In his latest opinion piece, CEO of Coastline Housing Allister Young talks about why sometimes having the confidence to make the unpopular choices can actually reap rewards.
Often, we have to make choices between two things, when we’d rather have both. Like having your cake, and eating it. Having to make choices is something the Prime Minister talked about in a speech at the Labour Party conference, when as well as setting out some other times when choices need to be made said “If we want home ownership to be a credible aspiration for our children, then every community has a duty to contribute to that purpose.”
Generally, Coastline does a good job of keeping people satisfied. We know what from our customer satisfaction surveys, which shows that our 83.3% satisfaction rate is improving, and in the top quarter of housing associations nationally.
But there are some things we do which aren’t popular with everyone. One of the those things is our strategy of selling some of our older properties when they become empty after a customer moves out.
So why do we do it if people don’t like it?
It’s not because we have to. Or because anyone is making us. Or because we have some sort of target that we set where we have to sell a certain number of homes, or to raise a certain amount of £money. It’s simply because it doesn’t always make sense to keep every single home that Coastline and its predecessors* have built. Some of Coastline’s predecessors were probably excellent. Some were less so. Some of the homes that those predecessors built were, and still are, excellent and fit for the future. Some less so.
(*Quick bit of history for those that are interested. Prior to becoming ‘Coastline Housing’ in 2006, we’ve had a lot of predecessors. Roughly in order: Kerrier Homes Trust, Kerrier District Council, the urban district of Camborne-Redruth, Kerrier Rural District, the separate urban districts of Camborne and Redruth, Redruth Rural District, Helston Rural District, East Kerrier Rural District, Falmouth Municipal Borough, Penryn Municipal Borough, Truro Rural District, and probably quite a few more… )
When we look at all of the 5,000 plus homes that we provide, there are a relatively small number of homes (less than 10% of our overall total) that we don’t think are ones we want to keep in the long term. It could be because of the material the home was built from (they didn’t always build things better in the old days…), if it’s on a flood plain, or if it is too expensive for us to get to a modern energy efficiency standard. While the customer lives in that home, we’ll continue to invest in it and make it as high quality as we can. But when the customer moves out, we’ll take the opportunity to sell it. We also sometimes sell homes that become empty, if we find that the cost of getting it ready for the next customer is excessive.
If that’s all we did, then that would probably be a bad thing. We’d just be selling valuable social homes, so there would be fewer and fewer social homes available, when there already aren’t enough (only 12% of homes in Cornwall are social homes, compared to about 19% nationally).

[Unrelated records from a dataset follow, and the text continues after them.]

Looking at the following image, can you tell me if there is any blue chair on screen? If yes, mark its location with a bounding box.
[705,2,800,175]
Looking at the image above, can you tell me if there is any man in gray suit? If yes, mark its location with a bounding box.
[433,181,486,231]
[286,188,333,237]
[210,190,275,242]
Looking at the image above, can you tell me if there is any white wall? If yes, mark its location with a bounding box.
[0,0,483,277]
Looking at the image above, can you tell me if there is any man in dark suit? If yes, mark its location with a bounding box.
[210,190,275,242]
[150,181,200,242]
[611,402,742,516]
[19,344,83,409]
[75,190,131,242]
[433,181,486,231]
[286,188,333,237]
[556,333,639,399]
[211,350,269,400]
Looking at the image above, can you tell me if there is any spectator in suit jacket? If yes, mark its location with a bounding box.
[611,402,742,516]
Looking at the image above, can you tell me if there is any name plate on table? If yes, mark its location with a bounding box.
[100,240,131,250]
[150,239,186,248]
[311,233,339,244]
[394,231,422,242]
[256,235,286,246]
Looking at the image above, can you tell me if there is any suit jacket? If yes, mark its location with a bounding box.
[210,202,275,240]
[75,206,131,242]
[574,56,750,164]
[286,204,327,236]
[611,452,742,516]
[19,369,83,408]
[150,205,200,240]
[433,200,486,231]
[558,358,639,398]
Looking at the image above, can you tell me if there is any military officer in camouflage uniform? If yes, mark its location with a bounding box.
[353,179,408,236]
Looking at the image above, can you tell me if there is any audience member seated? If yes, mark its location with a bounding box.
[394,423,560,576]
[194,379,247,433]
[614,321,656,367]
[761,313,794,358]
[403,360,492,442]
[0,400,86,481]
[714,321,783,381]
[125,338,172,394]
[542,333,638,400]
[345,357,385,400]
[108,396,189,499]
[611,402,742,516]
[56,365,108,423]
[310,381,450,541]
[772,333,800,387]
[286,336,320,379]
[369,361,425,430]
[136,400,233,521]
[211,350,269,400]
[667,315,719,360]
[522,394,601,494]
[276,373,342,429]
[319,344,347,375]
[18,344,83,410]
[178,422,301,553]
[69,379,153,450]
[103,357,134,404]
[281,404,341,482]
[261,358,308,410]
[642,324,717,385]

But that’s not all we do. We take every single £ that comes from those homes that we sell, and we invest it in building new homes. Over the last ten years, we’ve sold 394 of our older homes, but we’ve built 1,803 new homes. As well as providing opportunities for people to buy homes from us, that means we’ve created hundreds of new homes for people and families to live in. It also means that we’ve invested hundreds of millions of £s in building new homes, supporting local companies and creating and sustaining hundreds of local jobs.
So, it might not always be popular, but we’re pretty clear that overall it’s the right thing to do, both for us, and for Cornwall.